BRIDGING THE SEMANTIC GAP : IMAGE AND VIDEO UNDERSTANDING BY EXPLOITING ATTRIBUTES
Files
Publication or External Link
Date
Authors
Advisor
Citation
DRUM DOI
Abstract
Understanding image and video is one of the fundamental problems in the field of computer vision. Traditionally, the research in this area focused on extracting low level features from images and videos and learning classifiers to categorize these features to pre-defined classes of objects, scenes or activities. However, it is well known that there exists a ``semantic gap'' between low level features and high level semantic concepts, which greatly obstructs the progress of research on image and video understanding.
Our work departs from the traditional view of image and video understanding in that we add a middle layer between high level concepts and low level features, which is called as attribute, and use this layer to facilitate the description of concepts and detection of entities from images and videos. On one hand, attributes are relatively simple and thus can be more reliably detected from the low level features; on the other hand, we can exploit high level knowledge about the relationship between the attributes and the high level concepts and the relationship among attributes, and therefore reduce the semantic gap. Our ideas are demonstrates in three applications as follows:
First, we presented an attribute-based learning approach for object recognition, where attributes are used to transfer knowledge on object properties from known classes to unknown classes and consequently reduce the number of training examples needed to learn the new object classes.

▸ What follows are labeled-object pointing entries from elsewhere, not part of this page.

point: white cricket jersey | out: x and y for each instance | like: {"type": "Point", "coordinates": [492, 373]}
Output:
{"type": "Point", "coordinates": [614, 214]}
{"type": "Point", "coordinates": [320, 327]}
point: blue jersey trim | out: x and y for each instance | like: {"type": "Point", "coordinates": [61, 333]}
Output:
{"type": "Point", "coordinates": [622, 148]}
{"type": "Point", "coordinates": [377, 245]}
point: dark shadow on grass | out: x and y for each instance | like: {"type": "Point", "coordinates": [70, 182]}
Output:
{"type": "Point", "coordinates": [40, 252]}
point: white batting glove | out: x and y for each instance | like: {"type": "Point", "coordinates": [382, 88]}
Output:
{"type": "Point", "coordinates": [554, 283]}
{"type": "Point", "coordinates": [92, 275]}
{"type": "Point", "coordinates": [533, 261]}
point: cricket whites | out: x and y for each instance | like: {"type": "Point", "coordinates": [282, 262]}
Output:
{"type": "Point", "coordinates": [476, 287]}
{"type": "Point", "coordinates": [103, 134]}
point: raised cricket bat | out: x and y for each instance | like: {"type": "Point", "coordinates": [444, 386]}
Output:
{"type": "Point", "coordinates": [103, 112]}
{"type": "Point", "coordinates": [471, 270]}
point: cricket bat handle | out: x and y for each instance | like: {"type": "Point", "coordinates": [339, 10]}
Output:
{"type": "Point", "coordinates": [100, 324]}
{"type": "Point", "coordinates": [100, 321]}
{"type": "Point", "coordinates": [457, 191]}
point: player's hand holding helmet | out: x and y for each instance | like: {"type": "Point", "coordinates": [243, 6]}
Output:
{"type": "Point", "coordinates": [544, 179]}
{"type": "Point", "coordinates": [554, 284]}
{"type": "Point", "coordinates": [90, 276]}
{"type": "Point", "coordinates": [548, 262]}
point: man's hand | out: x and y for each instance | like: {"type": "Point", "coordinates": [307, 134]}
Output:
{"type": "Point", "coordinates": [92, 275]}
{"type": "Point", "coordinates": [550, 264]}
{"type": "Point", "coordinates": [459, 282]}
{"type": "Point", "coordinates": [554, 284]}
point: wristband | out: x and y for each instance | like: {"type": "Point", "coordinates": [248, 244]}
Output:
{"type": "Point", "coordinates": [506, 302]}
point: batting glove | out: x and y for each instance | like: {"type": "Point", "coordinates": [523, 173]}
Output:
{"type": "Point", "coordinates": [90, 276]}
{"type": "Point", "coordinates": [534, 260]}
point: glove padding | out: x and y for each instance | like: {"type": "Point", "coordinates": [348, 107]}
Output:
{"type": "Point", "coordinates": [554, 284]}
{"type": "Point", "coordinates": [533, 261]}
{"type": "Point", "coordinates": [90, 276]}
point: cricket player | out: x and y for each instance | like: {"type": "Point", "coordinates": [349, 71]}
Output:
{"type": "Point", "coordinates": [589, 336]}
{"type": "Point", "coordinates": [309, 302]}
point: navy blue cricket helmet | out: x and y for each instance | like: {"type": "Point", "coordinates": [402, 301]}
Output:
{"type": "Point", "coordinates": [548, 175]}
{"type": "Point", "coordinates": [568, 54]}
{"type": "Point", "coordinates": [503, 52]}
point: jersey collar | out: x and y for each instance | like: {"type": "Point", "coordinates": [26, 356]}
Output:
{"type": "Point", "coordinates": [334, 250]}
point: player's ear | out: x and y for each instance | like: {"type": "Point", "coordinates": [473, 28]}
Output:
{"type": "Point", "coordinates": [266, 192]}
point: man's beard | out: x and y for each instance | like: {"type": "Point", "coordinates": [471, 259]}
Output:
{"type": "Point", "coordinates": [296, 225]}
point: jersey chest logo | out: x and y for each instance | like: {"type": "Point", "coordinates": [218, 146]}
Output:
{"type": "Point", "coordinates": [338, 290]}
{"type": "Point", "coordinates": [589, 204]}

Next, we illustrate an active framework to recognize scenes based on the objects therein, which are considered as the attributes of the scenes. The active framework utilizes the correlation among objects in a scene and thus significantly reduces the number of objects to be detected in order to recognize the scene.
Finally, we propose a novel approach to detect the activity attributes from sports videos, where the contextual constraints are explored to decrease the ambiguity in attribute detection. The activity attributes enable us to go beyond naming the activity categories and achieve a fine-grained description of the activities in the videos.